A policy statement on permitted hemp uses issued last week by the Illinois Department of Agriculture limits cannabis licensees from producing delta-8 or delta-9 from hemp oil, although attorneys and state trade associations have questions about the legal enforceability of the state’s policy.
“I don’t know where the authority to make that policy is coming from, because it’s not coming from the statute or in existing rules,” said attorney Bryna Dahlin from law firm Benesch. “I think this is a business decision craft growers are going to have to make. Do they want to defy the Department of Agriculture and litigate this issue?”
“It’s confusing, it needs more clarification,” said Scott Redman, executive director of the Illinois Independent Craft Growers Association. “To the extent they are doing something more restrictive than the act permits, under what authority are they doing that?”
[Read the 2020 Illinois hemp policy. Read the 2022 Illinois hemp policy.]
The March 3 “Policy Regarding Hemp and Hemp Derivatives” issued by the Department, applies to licensed craft growers, cultivators, and infusers. It is a restatement of a similar policy issued in 2020, although the new version includes a directive that, “Hemp and hemp derivatives may not be used to concentrate or to synthesize intoxicating compounds including but not limited to delta-9 tetrahydrocannabinol, delta-8 tetrahydrocannabinol or THC-O.”
A recent report by Grown In found that in Michigan, underground processors have been converting much cheaper hemp oil into THC oil, and then sneaking it past seed-to-sale tracking systems into the legal market. This problem has become so pervasive in Michigan, that state regulators are considering rules to simply legalize the process and regulate it.
In contrast, it appears that in Illinois, regulators are attempting to ban the process outright – although with a process that has dubious legal standing.
“It’s a policy that by all accounts is not being enforced,” said attorney David Standa from Greenspoon Marder. “And I get it. The Department of Agriculture has limited resources. They can’t be out there cracking down on every single entity that has hemp. My belief right now is that the science is moving too fast for the regulators.”
The Midwest Hemp Coalition has been attempting to talk with the Department of Agriculture about this policy and others for months, says organization co-founder, Kalee Hooghkirk.
Although this policy bans cannabis licensees from producing delta-8, Department policy on what is allowed for hemp processors to do with delta-8 remains largely silent, says Midwest Hemp Coalition’s co-founder, Kalee Hooghkirk. But the policy has a September 31 sunset, before hemp growers, who might sell their products to cannabis dispensaries, would harvest their crops.

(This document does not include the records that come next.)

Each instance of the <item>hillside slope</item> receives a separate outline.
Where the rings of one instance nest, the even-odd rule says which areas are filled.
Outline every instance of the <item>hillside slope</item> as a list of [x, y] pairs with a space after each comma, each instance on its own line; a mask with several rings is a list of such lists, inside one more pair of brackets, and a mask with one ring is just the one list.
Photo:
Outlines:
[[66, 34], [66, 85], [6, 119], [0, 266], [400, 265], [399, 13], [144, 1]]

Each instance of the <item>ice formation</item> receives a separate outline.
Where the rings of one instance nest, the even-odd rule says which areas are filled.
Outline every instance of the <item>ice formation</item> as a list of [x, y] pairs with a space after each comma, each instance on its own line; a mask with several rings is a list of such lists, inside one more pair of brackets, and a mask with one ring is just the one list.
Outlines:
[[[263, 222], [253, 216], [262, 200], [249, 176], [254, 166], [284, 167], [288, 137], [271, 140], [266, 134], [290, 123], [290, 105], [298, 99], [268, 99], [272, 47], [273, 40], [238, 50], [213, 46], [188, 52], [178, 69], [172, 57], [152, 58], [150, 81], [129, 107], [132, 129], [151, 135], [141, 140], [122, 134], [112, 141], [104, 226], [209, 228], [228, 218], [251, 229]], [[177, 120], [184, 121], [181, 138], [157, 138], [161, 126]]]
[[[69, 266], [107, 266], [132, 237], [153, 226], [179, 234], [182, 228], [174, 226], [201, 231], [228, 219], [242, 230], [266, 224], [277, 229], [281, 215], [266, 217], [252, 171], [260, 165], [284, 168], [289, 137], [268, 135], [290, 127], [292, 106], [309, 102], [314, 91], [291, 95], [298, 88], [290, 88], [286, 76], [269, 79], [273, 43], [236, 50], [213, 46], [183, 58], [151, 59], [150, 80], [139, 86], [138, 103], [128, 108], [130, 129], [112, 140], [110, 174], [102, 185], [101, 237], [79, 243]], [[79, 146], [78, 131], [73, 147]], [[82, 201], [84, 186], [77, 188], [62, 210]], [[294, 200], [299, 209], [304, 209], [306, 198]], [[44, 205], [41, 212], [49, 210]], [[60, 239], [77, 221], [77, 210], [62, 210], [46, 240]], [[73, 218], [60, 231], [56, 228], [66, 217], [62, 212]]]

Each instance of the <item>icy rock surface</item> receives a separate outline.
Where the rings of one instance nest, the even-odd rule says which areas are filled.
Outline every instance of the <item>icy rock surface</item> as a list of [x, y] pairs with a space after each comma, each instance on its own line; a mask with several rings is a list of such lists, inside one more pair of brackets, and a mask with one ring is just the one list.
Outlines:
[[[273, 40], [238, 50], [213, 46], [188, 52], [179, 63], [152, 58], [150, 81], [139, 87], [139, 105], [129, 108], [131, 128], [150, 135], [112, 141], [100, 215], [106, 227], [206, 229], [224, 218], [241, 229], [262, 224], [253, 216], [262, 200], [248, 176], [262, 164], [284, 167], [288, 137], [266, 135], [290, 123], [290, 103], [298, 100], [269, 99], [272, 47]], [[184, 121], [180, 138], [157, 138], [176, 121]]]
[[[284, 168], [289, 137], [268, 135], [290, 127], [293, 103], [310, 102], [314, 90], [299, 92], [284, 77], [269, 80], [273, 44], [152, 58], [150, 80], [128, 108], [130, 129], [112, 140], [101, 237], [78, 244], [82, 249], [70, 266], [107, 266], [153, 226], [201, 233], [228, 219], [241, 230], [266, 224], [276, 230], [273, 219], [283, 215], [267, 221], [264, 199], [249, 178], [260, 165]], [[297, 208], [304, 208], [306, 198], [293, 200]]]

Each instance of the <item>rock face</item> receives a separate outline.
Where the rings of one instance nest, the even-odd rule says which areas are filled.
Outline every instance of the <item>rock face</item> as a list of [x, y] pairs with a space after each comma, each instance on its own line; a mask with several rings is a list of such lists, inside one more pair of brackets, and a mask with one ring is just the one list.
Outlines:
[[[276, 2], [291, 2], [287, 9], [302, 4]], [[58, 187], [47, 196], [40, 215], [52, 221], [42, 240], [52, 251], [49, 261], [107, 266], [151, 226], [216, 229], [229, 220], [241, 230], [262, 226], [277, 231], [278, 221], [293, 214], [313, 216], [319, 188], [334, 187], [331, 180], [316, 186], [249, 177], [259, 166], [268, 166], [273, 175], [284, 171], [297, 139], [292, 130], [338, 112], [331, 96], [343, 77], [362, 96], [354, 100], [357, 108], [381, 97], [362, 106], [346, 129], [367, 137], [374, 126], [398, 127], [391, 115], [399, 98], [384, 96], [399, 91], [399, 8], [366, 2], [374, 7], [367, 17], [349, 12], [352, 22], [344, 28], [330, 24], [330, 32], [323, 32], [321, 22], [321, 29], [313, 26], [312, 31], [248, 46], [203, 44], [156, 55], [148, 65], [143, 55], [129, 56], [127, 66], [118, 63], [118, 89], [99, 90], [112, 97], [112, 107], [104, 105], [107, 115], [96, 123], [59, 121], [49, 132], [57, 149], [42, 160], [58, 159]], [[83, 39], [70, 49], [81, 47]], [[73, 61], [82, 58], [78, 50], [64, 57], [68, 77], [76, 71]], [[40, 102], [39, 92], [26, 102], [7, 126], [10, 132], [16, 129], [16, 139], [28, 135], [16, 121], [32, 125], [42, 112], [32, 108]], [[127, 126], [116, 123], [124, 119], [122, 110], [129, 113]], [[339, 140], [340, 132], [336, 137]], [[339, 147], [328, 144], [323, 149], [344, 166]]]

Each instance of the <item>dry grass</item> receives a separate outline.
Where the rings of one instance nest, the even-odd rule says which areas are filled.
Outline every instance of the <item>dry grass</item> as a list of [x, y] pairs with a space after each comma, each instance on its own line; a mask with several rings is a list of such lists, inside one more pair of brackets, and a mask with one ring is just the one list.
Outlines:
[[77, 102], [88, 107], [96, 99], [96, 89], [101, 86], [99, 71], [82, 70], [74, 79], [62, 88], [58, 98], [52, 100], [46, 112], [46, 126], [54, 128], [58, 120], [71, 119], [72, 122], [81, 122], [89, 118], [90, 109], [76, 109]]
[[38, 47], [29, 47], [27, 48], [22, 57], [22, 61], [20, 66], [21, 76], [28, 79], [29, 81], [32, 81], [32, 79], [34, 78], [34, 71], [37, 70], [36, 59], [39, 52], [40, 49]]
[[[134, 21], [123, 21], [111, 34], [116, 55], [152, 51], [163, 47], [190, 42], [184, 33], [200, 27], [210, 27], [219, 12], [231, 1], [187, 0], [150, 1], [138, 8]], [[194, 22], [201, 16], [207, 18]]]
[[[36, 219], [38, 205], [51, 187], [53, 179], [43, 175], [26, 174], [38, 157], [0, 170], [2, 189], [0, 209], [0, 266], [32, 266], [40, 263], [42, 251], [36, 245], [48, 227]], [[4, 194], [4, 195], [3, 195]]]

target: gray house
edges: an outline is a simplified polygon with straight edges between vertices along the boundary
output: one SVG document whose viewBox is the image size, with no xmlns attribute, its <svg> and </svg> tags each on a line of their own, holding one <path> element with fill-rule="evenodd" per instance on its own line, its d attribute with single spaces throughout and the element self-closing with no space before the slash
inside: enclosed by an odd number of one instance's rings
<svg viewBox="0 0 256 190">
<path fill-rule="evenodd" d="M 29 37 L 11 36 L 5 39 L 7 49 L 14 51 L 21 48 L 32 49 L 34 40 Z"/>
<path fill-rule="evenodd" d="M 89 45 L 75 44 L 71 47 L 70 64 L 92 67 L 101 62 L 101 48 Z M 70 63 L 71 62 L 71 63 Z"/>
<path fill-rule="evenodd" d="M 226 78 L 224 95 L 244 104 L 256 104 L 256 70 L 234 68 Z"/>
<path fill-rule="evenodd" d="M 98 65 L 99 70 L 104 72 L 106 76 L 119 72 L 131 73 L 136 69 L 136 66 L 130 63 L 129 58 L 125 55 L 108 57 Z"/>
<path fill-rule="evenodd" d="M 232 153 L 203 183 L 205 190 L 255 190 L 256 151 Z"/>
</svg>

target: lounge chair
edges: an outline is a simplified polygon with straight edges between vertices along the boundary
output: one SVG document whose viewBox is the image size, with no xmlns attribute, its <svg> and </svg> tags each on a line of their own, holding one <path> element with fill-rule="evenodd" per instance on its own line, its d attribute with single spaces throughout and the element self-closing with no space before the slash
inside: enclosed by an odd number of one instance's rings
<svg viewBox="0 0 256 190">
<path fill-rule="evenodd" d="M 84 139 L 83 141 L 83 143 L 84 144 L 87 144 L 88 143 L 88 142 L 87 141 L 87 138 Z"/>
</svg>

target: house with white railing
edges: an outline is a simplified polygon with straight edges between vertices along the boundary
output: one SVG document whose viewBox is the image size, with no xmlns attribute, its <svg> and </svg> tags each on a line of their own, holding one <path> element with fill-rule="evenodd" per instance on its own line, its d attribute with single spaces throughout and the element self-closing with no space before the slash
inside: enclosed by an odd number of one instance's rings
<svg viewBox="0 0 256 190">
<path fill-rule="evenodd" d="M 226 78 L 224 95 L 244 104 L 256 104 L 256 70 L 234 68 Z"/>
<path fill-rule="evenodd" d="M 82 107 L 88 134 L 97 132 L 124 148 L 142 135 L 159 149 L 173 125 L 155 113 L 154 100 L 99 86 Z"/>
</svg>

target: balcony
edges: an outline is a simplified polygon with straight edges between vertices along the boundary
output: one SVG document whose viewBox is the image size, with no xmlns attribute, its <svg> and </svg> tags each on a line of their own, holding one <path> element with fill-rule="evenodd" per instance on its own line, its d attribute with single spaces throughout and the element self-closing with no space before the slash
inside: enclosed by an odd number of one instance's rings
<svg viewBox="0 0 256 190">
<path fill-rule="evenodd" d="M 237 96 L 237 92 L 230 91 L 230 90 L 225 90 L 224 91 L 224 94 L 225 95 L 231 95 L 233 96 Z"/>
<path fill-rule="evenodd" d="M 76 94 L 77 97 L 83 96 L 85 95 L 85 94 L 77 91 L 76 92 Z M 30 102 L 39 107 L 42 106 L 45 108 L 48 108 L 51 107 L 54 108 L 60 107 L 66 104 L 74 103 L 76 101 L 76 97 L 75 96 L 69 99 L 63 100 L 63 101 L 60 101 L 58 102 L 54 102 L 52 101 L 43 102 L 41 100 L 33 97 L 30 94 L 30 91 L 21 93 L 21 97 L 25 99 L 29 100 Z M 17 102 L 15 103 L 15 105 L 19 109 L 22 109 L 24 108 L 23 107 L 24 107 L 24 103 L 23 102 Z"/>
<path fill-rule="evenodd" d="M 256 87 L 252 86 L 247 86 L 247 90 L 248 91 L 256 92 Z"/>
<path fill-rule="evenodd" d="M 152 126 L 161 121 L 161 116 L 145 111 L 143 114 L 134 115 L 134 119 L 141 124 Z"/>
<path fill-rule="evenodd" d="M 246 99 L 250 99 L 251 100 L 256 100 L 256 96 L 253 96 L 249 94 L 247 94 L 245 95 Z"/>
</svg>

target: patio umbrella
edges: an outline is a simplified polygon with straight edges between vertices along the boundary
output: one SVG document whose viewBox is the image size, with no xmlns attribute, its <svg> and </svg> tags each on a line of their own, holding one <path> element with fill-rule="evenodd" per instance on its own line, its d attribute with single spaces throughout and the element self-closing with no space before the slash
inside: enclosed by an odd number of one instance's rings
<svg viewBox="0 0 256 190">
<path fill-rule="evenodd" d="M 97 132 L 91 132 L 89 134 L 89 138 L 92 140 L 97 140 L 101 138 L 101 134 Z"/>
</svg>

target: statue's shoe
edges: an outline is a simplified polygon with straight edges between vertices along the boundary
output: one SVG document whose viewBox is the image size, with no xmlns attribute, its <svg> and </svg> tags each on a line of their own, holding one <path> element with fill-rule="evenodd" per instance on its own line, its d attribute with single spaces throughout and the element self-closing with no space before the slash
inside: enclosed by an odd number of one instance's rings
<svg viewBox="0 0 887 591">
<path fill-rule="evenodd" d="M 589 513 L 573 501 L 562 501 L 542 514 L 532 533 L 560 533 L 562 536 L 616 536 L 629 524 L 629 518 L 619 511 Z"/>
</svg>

“The majority of hemp harvest will be after September in October. I’m not sure who this policy is meant to benefit if it’s not benefiting farmers after their harvests,” said Hooghkirk who also doubts the policy’s enforceability.
“Our group has had a very hard time contacting [Cannabis Division Director] David Lakeman. It’s been difficult to get a hold of the Department and for our members to get a hold of the Department,” said Hooghkirk. “What is the likelihood that they are going to be able to enforce this if they can’t field phone calls?”
The Illinois Department of Agriculture did not respond to a request for comment by publication.